La 40ème larmoyante
Si vous avez l'habitude de passer par ma page d'accueil, vous aurez remarqué qu'à la fin du printemps 2009, il y a eu selon le FDIC* pas moins d'une quarantaine de banques qui ont fait faillite aux USA depuis le début de l'année.
Soit 54 en tout depuis le 19 septembre 2008, le jour où l'incertitude prenait fin grâce à l'ineffable George W qui mélangea, sous la pression de ses Marionnettistes, et ce à l'encontre de ses principes ultralibéraux clairement affichés jusque là, deux produits incompatibles que sont :
- d'une part, l'argent fictif issu des ordinateurs réglés sur des algorithmes des plus fous permettant de tondre les apprentis spéculateurs attirés par la publicité et les mauvais conseils diffusés sans retenue par les Banques dirigées par des maffieux.
- et d'autre part, l'argent correspondant aux richesses réellement produites issues de notre sueur, voire de notre sang.

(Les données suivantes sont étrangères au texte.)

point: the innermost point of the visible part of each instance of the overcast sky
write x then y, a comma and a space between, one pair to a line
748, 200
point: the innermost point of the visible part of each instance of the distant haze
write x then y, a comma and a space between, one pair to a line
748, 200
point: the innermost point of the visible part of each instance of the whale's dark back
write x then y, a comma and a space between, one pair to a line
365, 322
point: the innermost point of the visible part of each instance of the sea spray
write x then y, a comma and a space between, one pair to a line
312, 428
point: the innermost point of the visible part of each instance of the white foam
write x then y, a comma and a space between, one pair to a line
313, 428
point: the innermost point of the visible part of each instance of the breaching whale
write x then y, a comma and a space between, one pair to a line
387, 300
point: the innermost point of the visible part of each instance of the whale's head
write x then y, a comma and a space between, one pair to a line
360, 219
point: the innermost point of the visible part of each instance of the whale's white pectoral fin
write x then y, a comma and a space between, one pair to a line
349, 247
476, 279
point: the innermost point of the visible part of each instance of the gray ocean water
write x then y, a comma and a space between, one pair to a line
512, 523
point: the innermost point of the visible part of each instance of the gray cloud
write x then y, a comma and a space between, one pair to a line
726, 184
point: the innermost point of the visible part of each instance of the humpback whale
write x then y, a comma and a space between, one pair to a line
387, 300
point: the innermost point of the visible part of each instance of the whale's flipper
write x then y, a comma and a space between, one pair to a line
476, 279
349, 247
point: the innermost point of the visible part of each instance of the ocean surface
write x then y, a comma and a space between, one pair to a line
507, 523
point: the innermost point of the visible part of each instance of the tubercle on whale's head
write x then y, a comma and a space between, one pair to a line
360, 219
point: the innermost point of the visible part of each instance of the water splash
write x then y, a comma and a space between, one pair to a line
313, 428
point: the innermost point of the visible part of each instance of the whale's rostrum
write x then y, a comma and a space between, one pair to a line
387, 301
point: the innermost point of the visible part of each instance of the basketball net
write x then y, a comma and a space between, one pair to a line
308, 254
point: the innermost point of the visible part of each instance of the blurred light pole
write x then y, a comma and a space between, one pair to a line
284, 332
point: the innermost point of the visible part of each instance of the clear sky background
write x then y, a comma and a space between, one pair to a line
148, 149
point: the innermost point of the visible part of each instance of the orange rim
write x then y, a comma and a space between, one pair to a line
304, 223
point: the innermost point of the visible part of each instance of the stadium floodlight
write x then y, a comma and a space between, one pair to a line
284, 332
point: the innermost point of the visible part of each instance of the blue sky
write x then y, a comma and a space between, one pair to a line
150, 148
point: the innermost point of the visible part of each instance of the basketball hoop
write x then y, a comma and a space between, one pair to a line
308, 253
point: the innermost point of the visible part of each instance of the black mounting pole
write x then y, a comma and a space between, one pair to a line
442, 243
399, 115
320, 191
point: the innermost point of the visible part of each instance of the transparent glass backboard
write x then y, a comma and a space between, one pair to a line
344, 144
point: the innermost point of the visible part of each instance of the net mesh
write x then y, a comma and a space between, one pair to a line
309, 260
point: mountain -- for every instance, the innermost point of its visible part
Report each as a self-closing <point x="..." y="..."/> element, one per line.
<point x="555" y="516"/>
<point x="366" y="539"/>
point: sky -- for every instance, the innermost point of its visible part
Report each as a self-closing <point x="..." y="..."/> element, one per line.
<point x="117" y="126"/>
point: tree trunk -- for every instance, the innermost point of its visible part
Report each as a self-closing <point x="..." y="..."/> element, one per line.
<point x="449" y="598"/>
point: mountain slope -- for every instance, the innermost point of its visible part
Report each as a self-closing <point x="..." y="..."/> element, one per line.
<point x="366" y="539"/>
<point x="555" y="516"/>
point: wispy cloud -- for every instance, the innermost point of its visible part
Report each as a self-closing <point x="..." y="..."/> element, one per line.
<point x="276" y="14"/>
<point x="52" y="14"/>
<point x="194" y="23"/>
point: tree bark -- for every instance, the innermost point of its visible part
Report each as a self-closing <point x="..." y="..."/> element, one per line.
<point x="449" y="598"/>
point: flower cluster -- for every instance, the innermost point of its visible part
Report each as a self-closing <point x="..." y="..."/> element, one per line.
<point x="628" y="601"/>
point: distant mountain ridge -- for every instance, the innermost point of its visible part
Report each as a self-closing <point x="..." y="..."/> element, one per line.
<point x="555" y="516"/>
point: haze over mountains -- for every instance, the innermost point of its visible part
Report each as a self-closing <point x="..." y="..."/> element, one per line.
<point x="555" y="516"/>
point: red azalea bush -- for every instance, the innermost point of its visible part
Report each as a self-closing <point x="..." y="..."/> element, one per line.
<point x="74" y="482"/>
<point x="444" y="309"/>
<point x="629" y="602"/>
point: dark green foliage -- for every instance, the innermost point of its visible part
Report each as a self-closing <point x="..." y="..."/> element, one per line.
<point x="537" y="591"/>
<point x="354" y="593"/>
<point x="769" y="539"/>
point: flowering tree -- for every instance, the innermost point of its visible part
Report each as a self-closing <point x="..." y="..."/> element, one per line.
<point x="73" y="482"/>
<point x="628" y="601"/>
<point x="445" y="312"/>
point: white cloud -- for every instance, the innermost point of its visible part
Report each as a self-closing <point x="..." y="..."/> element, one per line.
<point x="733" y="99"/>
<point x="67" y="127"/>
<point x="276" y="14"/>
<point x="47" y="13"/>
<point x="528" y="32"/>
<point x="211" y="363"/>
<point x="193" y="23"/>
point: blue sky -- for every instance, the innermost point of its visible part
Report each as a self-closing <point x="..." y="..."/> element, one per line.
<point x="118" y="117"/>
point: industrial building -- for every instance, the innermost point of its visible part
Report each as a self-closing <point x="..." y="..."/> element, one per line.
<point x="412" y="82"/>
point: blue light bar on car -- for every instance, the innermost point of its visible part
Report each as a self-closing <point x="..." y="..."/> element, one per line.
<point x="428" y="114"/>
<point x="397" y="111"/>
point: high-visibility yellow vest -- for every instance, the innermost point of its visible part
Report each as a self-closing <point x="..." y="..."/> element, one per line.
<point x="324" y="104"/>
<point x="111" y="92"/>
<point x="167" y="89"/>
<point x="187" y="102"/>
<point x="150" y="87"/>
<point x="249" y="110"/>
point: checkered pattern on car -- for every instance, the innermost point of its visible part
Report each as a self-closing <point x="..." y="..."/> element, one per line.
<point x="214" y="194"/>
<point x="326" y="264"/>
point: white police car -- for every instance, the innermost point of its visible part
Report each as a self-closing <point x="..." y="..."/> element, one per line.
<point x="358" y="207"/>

Or à Toulouse, nous savons tous très bien, grâce à la douloureuse expérience AZF, ce que peuvent faire deux produits chimiques "incompatibles" lorsqu'ils sont mis en présence l'un de l'autre par inadvertance. Cela fait : Crac Boum !
Pour l'économie, nous constatons tout aussi amèrement les effets de ce Krach et ses répliques dont les échos ne sont pas près de s'estomper.
Ceci, d'autant que les Grandes Banques Américaines, réanimées par les contribuables à l'insu de leur plein gré, sont reparties dans les mêmes errements qui les ont menées à la catastrophe.
Hier, ces Banquiers hypnotisés par leur cupidité extrême étaient devenus fous. Aujourd'hui, ils sont complètement écervelés, car ils ont déjà totalement oublié le coup de semonce !
Les grandes banques américaines ont réussi en quelques mois à tondre les nouveaux spéculateurs qui pensaient faire de bonnes affaires en entrant sur les marchés financiers au moment où ils croyaient les situer au creux de la vague. Les pauvres !
En fait, nous vivons là, je crois, un phénomène identique à celui qui a conduit à la disparition des Dinosaures. Suite à un évènement cataclysmique, la plupart des dinosaures sont morts du traumatisme initial, puis des conditions météorologiques bouleversées par le premier choc et enfin les plus puissants d'entre eux, placés au sommet de la chaine de prédation, sont morts tout simplement de faim.
La disparition de ces dizaines de banques n'est qu'un commencement dont nous connaissons donc a priori la suite.
Alors allons-y rapidement et qu'on en finisse !
Les Dragons de la Finance vont bientôt cracher tous leurs feux en arrosant à
coup de super bonus leurs meilleurs agents digestifs.
Encourageons-les de toutes nos forces !
Que les Banques se bouffent rapidement les unes les autres ! Nous pourrons alors passer aux choses
sérieuses : l'économie solidaire, le respect de la Terre, etc. En laissant libre cours à la Mesure, l'Intelligence et le Partage...
Enfin ! Il serait grand temps !
Cordialement
Jacques Le Bris
* Federal Deposit Insurance Corporation, un organisme chargé d'assurer les dépositaires de fonds dans les banques américaines qui vient de fêter son 76° anniversaire le 16 juin.